A DECADE later, America's post-9/11 descent into torture is still an open wound for many - as folks are finding out this week at Drexel University Law School.
A Philadelphia lawyers' group is ripping the law school for hosting a talk this afternoon by John Yoo, the ex-Justice Department lawyer who crafted the legal justification for the Bush administration's use of waterboarding and other torture tactics on terrorism suspects.
The National Lawyers Guild called Yoo's slated appearance "deplorable," adding that his legal advice had sparked "negative repercussions in American foreign relations that we are still dealing with a dozen years later."

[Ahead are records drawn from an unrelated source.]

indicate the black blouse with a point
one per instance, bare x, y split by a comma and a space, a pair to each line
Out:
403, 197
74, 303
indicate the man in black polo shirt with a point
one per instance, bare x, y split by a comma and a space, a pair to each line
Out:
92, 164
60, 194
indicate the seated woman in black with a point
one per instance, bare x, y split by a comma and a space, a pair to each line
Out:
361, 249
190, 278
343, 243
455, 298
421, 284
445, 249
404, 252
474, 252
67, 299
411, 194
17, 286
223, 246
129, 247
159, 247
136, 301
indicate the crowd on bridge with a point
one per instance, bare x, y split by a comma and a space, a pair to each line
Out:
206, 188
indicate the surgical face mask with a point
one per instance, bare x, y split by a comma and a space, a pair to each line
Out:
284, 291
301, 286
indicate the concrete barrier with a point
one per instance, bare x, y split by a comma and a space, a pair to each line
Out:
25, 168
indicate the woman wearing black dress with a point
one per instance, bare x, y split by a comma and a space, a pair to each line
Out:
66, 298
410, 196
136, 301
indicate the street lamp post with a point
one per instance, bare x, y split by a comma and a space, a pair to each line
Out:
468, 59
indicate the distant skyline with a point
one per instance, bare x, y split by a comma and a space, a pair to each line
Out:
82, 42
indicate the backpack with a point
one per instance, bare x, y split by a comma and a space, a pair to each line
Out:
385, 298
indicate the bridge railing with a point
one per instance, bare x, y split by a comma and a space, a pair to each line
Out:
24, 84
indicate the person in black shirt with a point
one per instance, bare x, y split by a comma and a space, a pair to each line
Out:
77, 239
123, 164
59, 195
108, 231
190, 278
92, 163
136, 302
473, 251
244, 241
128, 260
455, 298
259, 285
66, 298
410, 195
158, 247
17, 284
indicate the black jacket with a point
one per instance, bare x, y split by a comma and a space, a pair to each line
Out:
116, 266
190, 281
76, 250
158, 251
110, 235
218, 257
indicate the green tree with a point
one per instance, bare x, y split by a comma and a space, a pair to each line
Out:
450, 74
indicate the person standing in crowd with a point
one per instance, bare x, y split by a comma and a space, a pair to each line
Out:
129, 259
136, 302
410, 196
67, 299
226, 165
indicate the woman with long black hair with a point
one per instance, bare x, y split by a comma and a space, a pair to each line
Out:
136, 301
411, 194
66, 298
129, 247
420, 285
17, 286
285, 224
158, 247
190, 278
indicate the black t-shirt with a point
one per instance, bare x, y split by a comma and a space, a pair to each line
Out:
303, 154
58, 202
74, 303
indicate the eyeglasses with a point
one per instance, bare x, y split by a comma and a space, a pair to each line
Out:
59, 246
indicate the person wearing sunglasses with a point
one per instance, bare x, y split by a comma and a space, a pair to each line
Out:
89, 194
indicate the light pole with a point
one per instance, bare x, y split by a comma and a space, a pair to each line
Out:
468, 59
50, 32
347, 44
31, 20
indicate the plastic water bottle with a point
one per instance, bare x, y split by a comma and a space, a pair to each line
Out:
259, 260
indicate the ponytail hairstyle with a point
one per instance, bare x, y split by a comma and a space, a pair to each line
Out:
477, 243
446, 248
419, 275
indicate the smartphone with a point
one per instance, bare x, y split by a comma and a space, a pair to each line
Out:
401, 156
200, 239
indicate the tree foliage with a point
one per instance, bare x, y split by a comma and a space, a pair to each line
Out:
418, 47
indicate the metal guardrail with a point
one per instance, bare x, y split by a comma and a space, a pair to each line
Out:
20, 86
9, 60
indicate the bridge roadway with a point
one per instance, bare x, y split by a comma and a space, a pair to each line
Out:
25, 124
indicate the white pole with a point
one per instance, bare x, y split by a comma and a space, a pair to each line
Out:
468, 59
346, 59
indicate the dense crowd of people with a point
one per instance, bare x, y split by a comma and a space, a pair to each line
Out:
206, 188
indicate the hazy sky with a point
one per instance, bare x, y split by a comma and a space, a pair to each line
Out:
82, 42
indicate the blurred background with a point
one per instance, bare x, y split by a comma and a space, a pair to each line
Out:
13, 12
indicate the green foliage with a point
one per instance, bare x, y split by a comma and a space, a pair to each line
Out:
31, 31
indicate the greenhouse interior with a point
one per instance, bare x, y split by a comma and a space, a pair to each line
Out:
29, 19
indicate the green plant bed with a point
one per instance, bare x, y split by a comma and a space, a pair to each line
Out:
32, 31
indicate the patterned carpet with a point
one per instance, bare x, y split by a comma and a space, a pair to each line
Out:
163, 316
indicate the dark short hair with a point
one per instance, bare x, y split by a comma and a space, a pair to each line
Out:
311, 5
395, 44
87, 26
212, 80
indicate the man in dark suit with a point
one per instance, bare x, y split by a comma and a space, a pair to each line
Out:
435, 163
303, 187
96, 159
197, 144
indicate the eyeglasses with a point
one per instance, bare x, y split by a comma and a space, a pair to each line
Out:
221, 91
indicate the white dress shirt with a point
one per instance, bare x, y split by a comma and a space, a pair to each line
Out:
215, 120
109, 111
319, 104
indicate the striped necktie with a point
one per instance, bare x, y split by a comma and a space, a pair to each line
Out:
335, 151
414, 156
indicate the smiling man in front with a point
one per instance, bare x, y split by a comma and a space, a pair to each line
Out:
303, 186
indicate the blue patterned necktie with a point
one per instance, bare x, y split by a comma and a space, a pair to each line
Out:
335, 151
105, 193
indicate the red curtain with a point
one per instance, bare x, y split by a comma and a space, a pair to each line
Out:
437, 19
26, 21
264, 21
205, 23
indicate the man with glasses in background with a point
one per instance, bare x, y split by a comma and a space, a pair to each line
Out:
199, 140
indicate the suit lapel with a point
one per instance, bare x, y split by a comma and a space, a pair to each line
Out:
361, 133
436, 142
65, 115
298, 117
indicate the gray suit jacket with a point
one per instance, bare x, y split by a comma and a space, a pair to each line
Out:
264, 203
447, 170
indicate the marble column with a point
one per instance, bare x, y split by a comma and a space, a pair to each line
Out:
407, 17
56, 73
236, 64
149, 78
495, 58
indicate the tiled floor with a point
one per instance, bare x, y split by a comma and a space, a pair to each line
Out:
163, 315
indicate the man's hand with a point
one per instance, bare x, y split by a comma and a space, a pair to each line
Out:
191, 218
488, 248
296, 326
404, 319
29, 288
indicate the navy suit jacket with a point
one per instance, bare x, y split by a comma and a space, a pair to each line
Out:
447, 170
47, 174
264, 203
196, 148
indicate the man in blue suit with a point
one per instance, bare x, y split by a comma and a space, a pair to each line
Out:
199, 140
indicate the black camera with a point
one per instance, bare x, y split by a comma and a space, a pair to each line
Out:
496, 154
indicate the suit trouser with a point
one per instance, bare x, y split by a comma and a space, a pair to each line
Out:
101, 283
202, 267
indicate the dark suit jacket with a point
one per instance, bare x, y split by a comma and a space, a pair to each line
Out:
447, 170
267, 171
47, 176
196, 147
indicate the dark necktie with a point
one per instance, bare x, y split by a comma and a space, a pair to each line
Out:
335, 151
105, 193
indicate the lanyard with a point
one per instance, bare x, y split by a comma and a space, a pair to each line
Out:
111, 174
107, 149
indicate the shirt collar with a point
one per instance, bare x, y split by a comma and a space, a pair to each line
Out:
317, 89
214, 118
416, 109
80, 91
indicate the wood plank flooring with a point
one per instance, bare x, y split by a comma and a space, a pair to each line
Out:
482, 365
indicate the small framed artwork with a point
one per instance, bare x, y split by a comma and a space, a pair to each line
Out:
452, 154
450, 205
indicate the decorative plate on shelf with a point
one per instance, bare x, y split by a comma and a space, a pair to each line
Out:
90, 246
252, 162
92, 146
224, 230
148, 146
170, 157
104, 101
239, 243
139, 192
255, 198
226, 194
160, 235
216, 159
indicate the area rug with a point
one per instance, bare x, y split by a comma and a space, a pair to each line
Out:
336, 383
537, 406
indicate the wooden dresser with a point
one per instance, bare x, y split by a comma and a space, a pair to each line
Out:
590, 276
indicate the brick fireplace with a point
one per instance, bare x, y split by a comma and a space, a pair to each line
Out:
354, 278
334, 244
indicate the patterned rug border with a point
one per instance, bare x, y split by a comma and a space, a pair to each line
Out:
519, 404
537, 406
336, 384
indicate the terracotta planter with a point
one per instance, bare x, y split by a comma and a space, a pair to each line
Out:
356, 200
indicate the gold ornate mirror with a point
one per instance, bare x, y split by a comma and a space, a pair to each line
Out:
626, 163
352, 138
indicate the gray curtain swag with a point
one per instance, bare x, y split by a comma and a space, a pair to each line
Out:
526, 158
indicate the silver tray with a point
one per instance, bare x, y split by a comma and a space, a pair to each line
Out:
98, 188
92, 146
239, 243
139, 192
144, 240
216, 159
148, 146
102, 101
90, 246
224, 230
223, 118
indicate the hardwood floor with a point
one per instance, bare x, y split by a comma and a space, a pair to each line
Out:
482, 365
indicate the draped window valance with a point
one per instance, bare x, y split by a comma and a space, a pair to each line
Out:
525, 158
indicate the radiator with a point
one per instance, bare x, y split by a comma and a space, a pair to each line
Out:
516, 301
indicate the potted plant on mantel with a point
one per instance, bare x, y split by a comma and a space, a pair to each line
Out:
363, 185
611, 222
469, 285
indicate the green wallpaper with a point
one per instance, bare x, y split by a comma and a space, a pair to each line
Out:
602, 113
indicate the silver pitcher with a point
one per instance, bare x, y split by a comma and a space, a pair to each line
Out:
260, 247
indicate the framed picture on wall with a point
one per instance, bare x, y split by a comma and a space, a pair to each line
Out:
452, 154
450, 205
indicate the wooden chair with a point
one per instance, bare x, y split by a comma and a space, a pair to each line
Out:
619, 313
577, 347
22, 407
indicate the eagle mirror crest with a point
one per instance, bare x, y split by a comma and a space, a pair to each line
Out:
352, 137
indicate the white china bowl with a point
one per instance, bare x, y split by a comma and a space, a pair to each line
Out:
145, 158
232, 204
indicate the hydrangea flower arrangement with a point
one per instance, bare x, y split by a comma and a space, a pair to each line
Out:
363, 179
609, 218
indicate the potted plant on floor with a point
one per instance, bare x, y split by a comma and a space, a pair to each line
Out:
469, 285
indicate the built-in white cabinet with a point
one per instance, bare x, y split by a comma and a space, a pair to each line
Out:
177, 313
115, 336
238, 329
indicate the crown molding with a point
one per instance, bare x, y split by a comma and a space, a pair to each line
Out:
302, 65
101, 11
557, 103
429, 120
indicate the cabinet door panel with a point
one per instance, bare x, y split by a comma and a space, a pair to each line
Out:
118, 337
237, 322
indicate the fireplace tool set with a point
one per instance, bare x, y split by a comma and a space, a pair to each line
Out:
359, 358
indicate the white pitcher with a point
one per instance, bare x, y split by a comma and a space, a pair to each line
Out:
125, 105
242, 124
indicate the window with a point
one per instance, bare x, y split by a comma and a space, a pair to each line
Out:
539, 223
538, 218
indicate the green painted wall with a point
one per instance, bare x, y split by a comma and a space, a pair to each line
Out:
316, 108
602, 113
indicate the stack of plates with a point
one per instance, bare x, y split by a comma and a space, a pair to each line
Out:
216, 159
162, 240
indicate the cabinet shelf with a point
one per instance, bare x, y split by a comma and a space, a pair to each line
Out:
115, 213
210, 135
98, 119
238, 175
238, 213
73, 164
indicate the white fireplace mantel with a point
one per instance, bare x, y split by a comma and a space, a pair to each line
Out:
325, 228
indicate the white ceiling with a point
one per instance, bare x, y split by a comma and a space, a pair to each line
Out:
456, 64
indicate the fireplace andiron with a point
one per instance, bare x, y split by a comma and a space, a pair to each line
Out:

Drexel Law officials said students had suggested bringing Yoo - an Episcopal Academy grad and a onetime Inquirer op-ed columnist - to speak.
"We are proud to have a diverse array of student organizations that hold a wide spectrum of ideological views and who debate issues vigorously both inside and outside the classroom," Roger Dennis, the dean of the law school, said in an emailed statement. "That's exactly the way an academic institution should operate, and I think it's more than appropriate for the law school to provide a forum for vigorous debate."
The event is not open to the public.
Yoo has been a lightning rod for controversy and protests over his legal opinions that waterboarding and other torture methods on terrorism suspects were not war crimes and that the Geneva Conventions did not apply to al Qaeda prisoners. Although his work came to be sharply criticized by the Justice Department's Office of Professional Responsibility, Yoo landed a position teaching law at the University of California, Berkeley.
Michele Grant, co-chairwoman of the Philadelphia chapter of the National Lawyers Guild and a Drexel Law alum, said the school shouldn't give Yoo a platform.
"Torture is wrong, it's illegal and it's immoral," Grant said.